Wang Hongchu, Hu Xuehai
Department of Mathemaitcs, South China Normal University, Guangzhou, 510631, P.R. of China.
College of Informatics, Hubei Key Laboratory of Agricultural Bioinformatics, Huazhong Agricultural University, Wuhan, 430070, P.R. of China.
BMC Bioinformatics. 2015 Dec 3;16:402. doi: 10.1186/s12859-015-0828-1.
Nuclear receptors (NRs) form a large family of ligand-inducible transcription factors that regulate gene expressions involved in numerous physiological phenomena, such as embryogenesis, homeostasis, cell growth and death. These nuclear receptors-related pathways are important targets of marketed drugs. Therefore, the design of a reliable computational model for predicting NRs from amino acid sequence has now been a significant biomedical problem.
Conjoint triad feature (CTF) mainly considers neighbor relationships in protein sequences by encoding each protein sequence using the triad (continuous three amino acids) frequency distribution extracted from a 7-letter reduced alphabet. In addition, chaos game representation (CGR) can investigate the patterns hidden in protein sequences and visually reveal previously unknown structure. In this paper, three methods, CTF, CGR, amino acid composition (AAC), are applied to formulate the protein samples. By considering different combinations of three methods, we study seven groups of features, and each group is evaluated by the 10-fold cross-validation test. Meanwhile, a new non-redundant dataset containing 474 NR sequences and 500 non-NR sequences is built based on the latest NucleaRDB database. Comparing the results of numerical experiments, the group of combined features with CTF and AAC gets the best result with the accuracy of 96.30% for identifying NRs from non-NRs. Moreover, if it is classified as a NR, it will be further put into the second level, which will classify a NR into one of the eight main subfamilies. At the second level, the group of combined features with CTF and AAC also gets the best accuracy of 94.73%. Subsequently, the proposed predictor is compared with two existing methods, and the comparisons show that the accuracies of two levels significantly increase to 98.79% (NR-2L: 92.56 %; iNR-PhysChem: 98.18%; the first level) and 93.71% (NR-2L: 88.68%; iNR-PhysChem: 92.45%; the second level) with the introduction of our CTF-based method. Finally, each component of CTF features is analyzed via the statistical significant test, and a simplified model only with the resulting top-50 significant features achieves accuracy of 95.28%.

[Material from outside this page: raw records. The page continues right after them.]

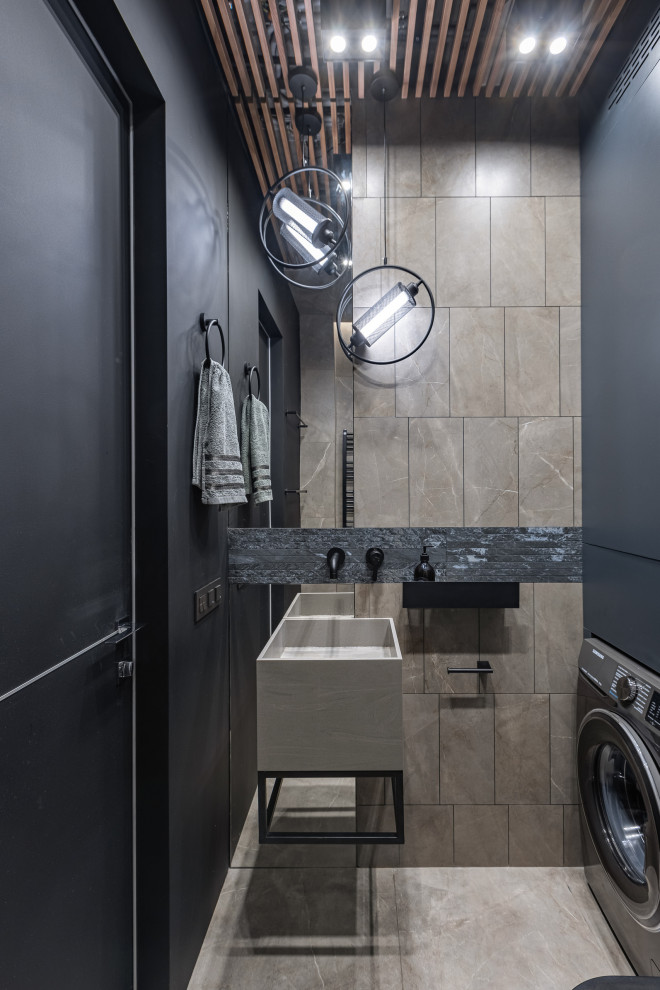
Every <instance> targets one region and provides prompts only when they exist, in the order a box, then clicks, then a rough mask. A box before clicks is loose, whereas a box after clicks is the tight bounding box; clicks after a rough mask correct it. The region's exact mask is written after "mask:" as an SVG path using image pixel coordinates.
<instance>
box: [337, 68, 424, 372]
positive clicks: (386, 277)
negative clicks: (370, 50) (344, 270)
mask: <svg viewBox="0 0 660 990" xmlns="http://www.w3.org/2000/svg"><path fill="white" fill-rule="evenodd" d="M370 90H371V94H372V96H373V97H374V98H375V99H376V100H379V101H380V102H382V104H383V157H384V166H383V168H384V175H383V193H384V197H383V248H384V254H383V264H382V265H377V266H376V267H374V268H368V269H367V270H366V271H363V272H360V273H359V274H358V275H356V276H355V277H354V278H353V279H352V280H351V282H349V284H348V285H347V286H346V289H345V290H344V293H343V295H342V297H341V299H340V300H339V304H338V306H337V312H336V316H335V323H336V327H337V336H338V338H339V343H340V346H341V349H342V351H343V352H344V354H345V355H346V357H348V358H349V360H351V361H362V362H364V363H365V364H398V363H399V361H404V360H405V359H406V358H408V357H410V356H411V355H412V354H414V353H415V351H418V350H419V348H420V347H421V346H422V344H423V343H424V342H425V341H426V340H427V338H428V336H429V334H430V333H431V329H432V327H433V321H434V319H435V300H434V298H433V293H432V291H431V289H430V287H429V285H428V283H427V282H426V281H425V280H424V279H423V278H422V277H421V275H418V274H417V272H413V271H411V270H410V269H409V268H403V267H402V266H401V265H390V264H388V261H387V198H388V182H387V180H388V163H387V117H386V104H387V103H388V102H389V101H390V100H392V99H393V98H394V97H395V96H396V94H397V93H398V91H399V83H398V80H397V78H396V76H395V75H394V73H393V72H391V71H390V70H389V69H384V70H382V71H381V72H377V73H376V74H375V75H374V77H373V80H372V83H371V86H370ZM402 276H403V277H402ZM392 281H393V282H394V284H393V285H391V287H390V288H387V289H386V291H385V292H384V293H382V289H383V287H384V286H387V285H388V284H389V283H390V282H392ZM420 289H422V290H423V297H422V298H423V301H424V297H425V299H426V305H425V306H423V307H419V309H418V312H419V313H420V315H421V314H422V312H424V311H425V310H428V314H429V315H428V318H426V319H424V318H422V320H421V321H420V320H416V321H414V322H411V320H410V319H406V317H407V316H408V314H410V313H411V312H412V311H413V310H414V309H416V308H417V307H418V296H419V293H420ZM381 293H382V294H381ZM374 295H377V296H378V298H377V299H376V301H375V302H372V301H371V299H372V297H373V296H374ZM360 303H364V304H365V306H366V311H365V312H364V313H361V315H359V316H357V315H356V311H357V310H358V309H359V308H361V307H360ZM349 311H350V312H351V313H352V317H353V318H352V320H351V321H350V323H348V326H349V327H350V331H349V332H348V333H347V331H346V330H345V329H344V328H345V327H346V326H347V324H346V323H345V322H344V317H345V315H346V314H347V313H348V312H349ZM420 324H421V325H420ZM397 326H399V328H400V329H401V330H402V331H403V332H402V333H401V334H400V335H399V337H400V338H402V339H397V332H396V328H397ZM388 332H392V333H393V334H394V341H393V352H394V354H395V356H394V357H393V358H390V357H389V352H387V353H386V354H385V355H384V354H383V353H382V352H383V350H384V349H383V348H376V350H375V351H371V348H372V347H374V345H375V344H377V343H378V341H380V340H381V338H383V337H384V336H385V334H387V333H388ZM411 335H412V343H411V342H410V338H411ZM403 341H405V343H403ZM401 347H403V350H404V353H402V354H398V355H397V354H396V351H397V349H398V348H401ZM377 351H380V353H377Z"/></svg>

The experimental results demonstrate that our CTF-based method is an effective way for predicting nuclear receptor proteins. Furthermore, the top-50 significant features obtained from the statistical significant test are considered as the "intrinsic features" in predicting NRs based on the analysis of relative importance.
核受体(NRs)构成了一大类配体诱导型转录因子,可调节参与多种生理现象的基因表达,如胚胎发生、体内平衡、细胞生长和死亡。这些与核受体相关的途径是市售药物的重要靶点。因此,设计一种可靠的从氨基酸序列预测核受体的计算模型,现已成为一个重大的生物医学问题。
联合三联体特征(CTF)主要通过使用从7字母简化字母表中提取的三联体(连续三个氨基酸)频率分布对每个蛋白质序列进行编码,来考虑蛋白质序列中的相邻关系。此外,混沌游戏表示(CGR)可以研究隐藏在蛋白质序列中的模式,并直观地揭示以前未知的结构。在本文中,应用三种方法,即CTF、CGR、氨基酸组成(AAC)来构建蛋白质样本。通过考虑三种方法的不同组合,我们研究了七组特征,每组特征均通过10折交叉验证测试进行评估。同时,基于最新的NucleaRDB数据库构建了一个包含474个NR序列和500个非NR序列的新的非冗余数据集。比较数值实验结果,CTF和AAC组合的特征组在从非NR中识别NR时获得了最佳结果,准确率为96.30%。此外,如果将其分类为NR,它将被进一步放入第二级,该级将NR分类为八个主要亚家族之一。在第二级,CTF和AAC组合的特征组也获得了94.73%的最佳准确率。随后,将所提出的预测器与两种现有方法进行比较,比较结果表明,随着我们基于CTF的方法的引入,两级的准确率显著提高到98.79%(NR - 2L:92.56%;iNR - PhysChem:98.18%;第一级)和93.71%(NR - 2L:88.68%;iNR - PhysChem:92.45%;第二级)。最后,通过统计显著性检验分析CTF特征的每个组成部分,仅由产生的前50个显著特征组成的简化模型实现了95.28%的准确率。
实验结果表明,我们基于CTF的方法是预测核受体蛋白的有效方法。此外,基于相对重要性分析,从统计显著性检验中获得的前50个显著特征被视为预测NR时的“内在特征”。